Growing up, I was not a fan of the desert.
I couldn't understand why people would go there voluntarily. It felt uncomfortable and dangerous. It was the place people went to suffer in the Bible.
I preferred green places. Abundant in water and life.
My first trip to the desert was to take my kids to Palm Springs for a long weekend in the winter. They had cabin fever from weeks of rain and a place with warm weather and a swimming pool seemed like the perfect antidote.
I grew to love the desert. As a mom of 5 very busy boys, I found an ability to rest in the desert that I haven't found in too many other places. There are no people there to judge my parenting or my kids. No one to worry about inconveniencing. There is a long visibilty and interesting rocks and things to climb. I don't have to worry about them breaking things. I can let them be them. It is a freedom I don't find other places.
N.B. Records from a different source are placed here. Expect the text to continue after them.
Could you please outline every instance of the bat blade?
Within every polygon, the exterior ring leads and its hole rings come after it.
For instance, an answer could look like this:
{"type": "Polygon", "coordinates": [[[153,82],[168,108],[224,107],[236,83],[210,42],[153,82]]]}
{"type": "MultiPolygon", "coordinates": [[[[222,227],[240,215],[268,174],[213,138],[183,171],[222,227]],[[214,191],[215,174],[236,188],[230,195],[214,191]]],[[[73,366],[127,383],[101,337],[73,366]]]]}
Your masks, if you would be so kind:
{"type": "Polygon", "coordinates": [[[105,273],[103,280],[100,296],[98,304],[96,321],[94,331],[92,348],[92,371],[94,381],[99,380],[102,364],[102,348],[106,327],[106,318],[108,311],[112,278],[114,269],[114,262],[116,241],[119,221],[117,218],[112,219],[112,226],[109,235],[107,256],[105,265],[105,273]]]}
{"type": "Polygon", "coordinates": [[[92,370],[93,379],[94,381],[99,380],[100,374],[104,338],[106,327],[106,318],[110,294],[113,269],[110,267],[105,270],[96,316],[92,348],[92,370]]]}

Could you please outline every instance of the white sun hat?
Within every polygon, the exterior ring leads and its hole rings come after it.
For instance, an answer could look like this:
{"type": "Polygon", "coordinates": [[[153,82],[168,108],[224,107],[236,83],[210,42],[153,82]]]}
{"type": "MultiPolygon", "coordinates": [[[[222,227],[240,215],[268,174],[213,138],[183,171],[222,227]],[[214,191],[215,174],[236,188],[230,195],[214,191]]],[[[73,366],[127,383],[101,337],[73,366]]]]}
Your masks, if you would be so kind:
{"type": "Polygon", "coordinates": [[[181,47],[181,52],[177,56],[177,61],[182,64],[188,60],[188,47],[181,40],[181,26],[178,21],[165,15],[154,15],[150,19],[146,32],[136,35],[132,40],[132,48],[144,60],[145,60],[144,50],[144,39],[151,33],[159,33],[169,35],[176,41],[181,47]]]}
Other people that you run into in the desert tend to be very chill. Often they are also looking for freedom and peace. There's also very few other people so there am unwritten code of helping. Sharing tools. Helping with vehicle issues. Out in the desert, you have to rely on strangers ... there's no cell service. There's no AAA.
In my ongoing reading of the early church, I've been learning about the very first Christian monasteries. Christians fled into the desert in Egypt. At first, they were completely alone. Single men and women who went into the most remote places they could find to dedicate their life to faith.
Something was missing. One essential tenant of Christian faith is love. And these early monks could not fully live out their faith alone. And so they began to live in communities where devotion to God was accompanied with love and service to each other.
What surprised me in the history is what drove them into the desert. If you had asked, I would have guessed it was persecution. But it was the rise of a "Christian state" under Constantine that pushed many to leave the empire and find a way to live more authentically. There was a fear that power and money would corrupt the church. That is was impossible to follow Jesus in a world with ornate churches.
Listening to this history, I understand the impulse. There are moments when the world, the society and culture that i live in make me feel that the only way to live my faith fully and authentically is to withdraw. To move to a remote place and to develop rhythms of living that are congruent with my beliefs. And the other half of me says, my faith demands that I both love and serve others and that I bear witness to the work of God in my life.